Slashdot Mirror


Google Now Searches JavaScript

mikejuk writes "Google has been improving the way that its Googlebot searches dynamic web pages for some time — but it seems to be causing some added interest just at the moment. In the past Google has encouraged developers to avoid using JavaScript to deliver content or links to content because of the difficulty of indexing dynamic content. Over time, however, the Googlebot has incorporated ways of searching content that is provided via JavaScript. Now it seems that it has got so good at the task Google is asking us to allow the Googlebot to scan the JavaScript used by our sites. Working with JavaScript means that the Googlebot has to actually download and run the scripts and this is more complicated than you might think. This has led to speculation of whether or not it might be possible to include JavaScript on a site that could use the Google cloud to compute something. For example, imagine that you set up a JavaScript program to compute the n-digits of Pi, or a BitCoin miner, and had the result formed into a custom URL — which the Googlebot would then try to access as part of its crawl. By looking at, say, the query part of the URL in the log you might be able to get back a useful result."

25 of 114 comments (clear)

  1. Really? by Anonymous Coward · · Score: 5, Insightful

    Googlebot will have a very quick timeout on scripts and probably wont be more powerful than a standard home computer. How would that be useful for calculating digits of pi or bitcoin mining? It would take far longer than doing it the conventional way.

  2. Incremental and/or parallel computing? by SlovakWakko · · Score: 5, Interesting

    You can always cut the whole process into smaller steps, each providing URL that will initiate the next step. Or you can provide several URLs and have the Google cloud compute a problem for you in parallel...

    1. Re:Incremental and/or parallel computing? by Anonymous Coward · · Score: 5, Funny

      I already do this using a system of CNAME's in a .xxx domain.
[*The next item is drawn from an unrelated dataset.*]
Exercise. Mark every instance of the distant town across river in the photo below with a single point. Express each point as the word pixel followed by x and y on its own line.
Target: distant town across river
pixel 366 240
    2. Re:Incremental and/or parallel computing? by ThatsMyNick · · Score: 5, Interesting

      Anyone wanting to do this would be doing it on a dedicate website. They wont care about the domain or IP address being blacklisted from Google. And good luck with the theft of service charge, they never asked Google to index them. They did not even agree to any terms of service from Google. As I said, good luck.
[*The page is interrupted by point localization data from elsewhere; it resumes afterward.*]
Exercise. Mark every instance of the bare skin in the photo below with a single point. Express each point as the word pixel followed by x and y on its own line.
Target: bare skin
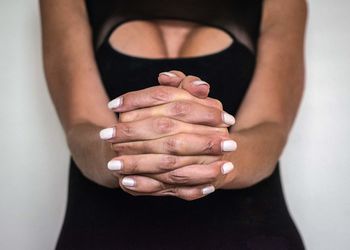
pixel 80 99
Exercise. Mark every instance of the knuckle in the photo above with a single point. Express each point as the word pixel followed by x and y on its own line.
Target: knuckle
pixel 163 124
pixel 213 174
pixel 121 117
pixel 125 130
pixel 176 178
pixel 190 197
pixel 160 94
pixel 219 104
pixel 121 148
pixel 209 146
pixel 211 116
pixel 171 145
pixel 180 108
pixel 168 162
pixel 132 166
pixel 125 117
    3. Re:Incremental and/or parallel computing? by truedfx · · Score: 4, Informative

      No, that's not what opting in means. Opting in means you're asking Google to visit your site. Opting out means you're asking Google not to visit your site. When you're not asking for anything, merely hoping, you're neither opting in nor opting out.

    4. Re:Incremental and/or parallel computing? by ThatsMyNick · · Score: 2

      I think you missed the "just for the heck of it". I understand my approach is not the practical one, and any sane person would just use their resources to do what little can be done and implement it on their own hardware. But it does it mean it cannot be done in a no loss way. Say I want to calculate the last 100 digits of Graham's number, it is can be split into multiple calculations, a sub result calculation can take less than a second (which is what I assume Google will limit the runtime to). The bandwidth requirements are less
       
      And I really dont understand why you believe this cannot be done. If your argument is this can be done is other easier way, I agree. If not, I dont really understand your argument.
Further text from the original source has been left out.